A judge’s decision breathes new life into a voyeurism case against a former drama teacher.
Lawrence Dibble, a former theatre director at the Wellington School in Upper Arlington, is accused of secretly taping his former students in states of undress.
The case dates back to 2010 but appeared all but dead, when a judge ruled evidence in the case would not be allowed.
That evidence involved tapes seized using a search warrant by Upper Arlington Police at Dibble’s home.
The case took an abrupt turn, when the same judge who ruled the tapes were inadmissible in court, now says they were obtained legally.
Franklin County Common Pleas Judge Timothy Horton ruled Tuesday, while the warrant used in the case wasn’t sufficient, the officer was acting in “good faith” and the warrant is good.
The state appealed the judge’s first ruling to the state Supreme Court, which asked the judge to reconsider his decision.
His attorney says while he respects the judge decision, it was the wrong one, and argues his client’s 4th amendment rights were violated.

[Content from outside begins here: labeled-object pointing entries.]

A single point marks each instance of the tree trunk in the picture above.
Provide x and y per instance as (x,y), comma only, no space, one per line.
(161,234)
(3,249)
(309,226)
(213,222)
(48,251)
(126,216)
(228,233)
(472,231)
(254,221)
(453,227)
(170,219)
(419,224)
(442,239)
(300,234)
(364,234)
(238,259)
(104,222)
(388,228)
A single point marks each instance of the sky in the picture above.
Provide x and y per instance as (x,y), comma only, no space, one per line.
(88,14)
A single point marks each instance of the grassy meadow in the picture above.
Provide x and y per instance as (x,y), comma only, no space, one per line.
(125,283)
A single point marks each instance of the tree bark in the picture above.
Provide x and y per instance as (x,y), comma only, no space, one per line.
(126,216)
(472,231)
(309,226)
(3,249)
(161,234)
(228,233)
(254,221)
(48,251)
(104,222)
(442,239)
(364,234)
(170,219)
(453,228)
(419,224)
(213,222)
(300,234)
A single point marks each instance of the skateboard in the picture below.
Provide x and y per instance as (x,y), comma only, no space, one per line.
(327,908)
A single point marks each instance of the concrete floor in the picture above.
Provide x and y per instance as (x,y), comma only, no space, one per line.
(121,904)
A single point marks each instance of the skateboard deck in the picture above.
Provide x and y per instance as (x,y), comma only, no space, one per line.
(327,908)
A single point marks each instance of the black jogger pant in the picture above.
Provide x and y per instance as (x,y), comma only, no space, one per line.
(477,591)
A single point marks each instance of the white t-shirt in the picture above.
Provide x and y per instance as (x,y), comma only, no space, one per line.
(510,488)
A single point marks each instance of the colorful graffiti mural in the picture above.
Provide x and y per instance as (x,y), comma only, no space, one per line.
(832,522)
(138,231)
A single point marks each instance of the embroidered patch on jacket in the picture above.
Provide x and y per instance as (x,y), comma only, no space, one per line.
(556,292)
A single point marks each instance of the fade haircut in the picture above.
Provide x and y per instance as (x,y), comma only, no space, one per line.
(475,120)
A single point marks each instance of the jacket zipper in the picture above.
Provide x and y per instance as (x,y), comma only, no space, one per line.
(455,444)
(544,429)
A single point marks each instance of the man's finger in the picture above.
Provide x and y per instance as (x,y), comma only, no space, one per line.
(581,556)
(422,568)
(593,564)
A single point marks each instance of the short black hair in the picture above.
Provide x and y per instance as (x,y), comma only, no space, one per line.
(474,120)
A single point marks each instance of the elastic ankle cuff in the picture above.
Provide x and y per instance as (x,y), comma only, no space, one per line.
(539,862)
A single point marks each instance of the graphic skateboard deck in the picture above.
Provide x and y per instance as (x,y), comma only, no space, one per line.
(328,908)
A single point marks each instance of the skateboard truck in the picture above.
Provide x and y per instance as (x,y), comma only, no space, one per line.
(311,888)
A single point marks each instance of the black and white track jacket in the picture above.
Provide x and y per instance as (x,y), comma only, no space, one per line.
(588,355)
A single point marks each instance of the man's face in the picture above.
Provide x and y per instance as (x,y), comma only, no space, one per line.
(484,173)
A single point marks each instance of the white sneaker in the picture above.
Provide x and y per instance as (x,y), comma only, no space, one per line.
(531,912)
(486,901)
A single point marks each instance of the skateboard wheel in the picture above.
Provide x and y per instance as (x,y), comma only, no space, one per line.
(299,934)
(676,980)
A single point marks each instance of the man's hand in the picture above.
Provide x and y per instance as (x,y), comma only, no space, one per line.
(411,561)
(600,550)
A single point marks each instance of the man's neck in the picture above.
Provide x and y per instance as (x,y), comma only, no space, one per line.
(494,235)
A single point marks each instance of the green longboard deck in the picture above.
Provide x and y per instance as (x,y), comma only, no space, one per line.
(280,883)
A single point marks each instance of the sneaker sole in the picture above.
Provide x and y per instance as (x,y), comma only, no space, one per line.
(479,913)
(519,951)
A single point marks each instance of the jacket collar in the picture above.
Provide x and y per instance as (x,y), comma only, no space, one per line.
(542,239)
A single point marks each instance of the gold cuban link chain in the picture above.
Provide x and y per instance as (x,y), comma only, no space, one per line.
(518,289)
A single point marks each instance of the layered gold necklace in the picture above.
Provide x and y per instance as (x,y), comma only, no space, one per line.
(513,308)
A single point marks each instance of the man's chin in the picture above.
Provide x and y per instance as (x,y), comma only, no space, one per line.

“I think the average person should be a little nervous. The 4th amendment is there for a reason the cops just can't walk into your house unless they prove a crime has been committed or that there is evidence of a crime in there in this case,” said Chris Brown, Dibble’s attorney.
Franklin County Prosecutor Ron O’Brien said the judge’s ruling is rare.
“He should be commended for looking at it, because it’s difficult for a public official, and particularly a judge, to take a second view and reach a different conclusion, said O’Brien.
O’Brien says without the tapes, the case could not go forward.
A trial date is expected to be decided by the end of this week.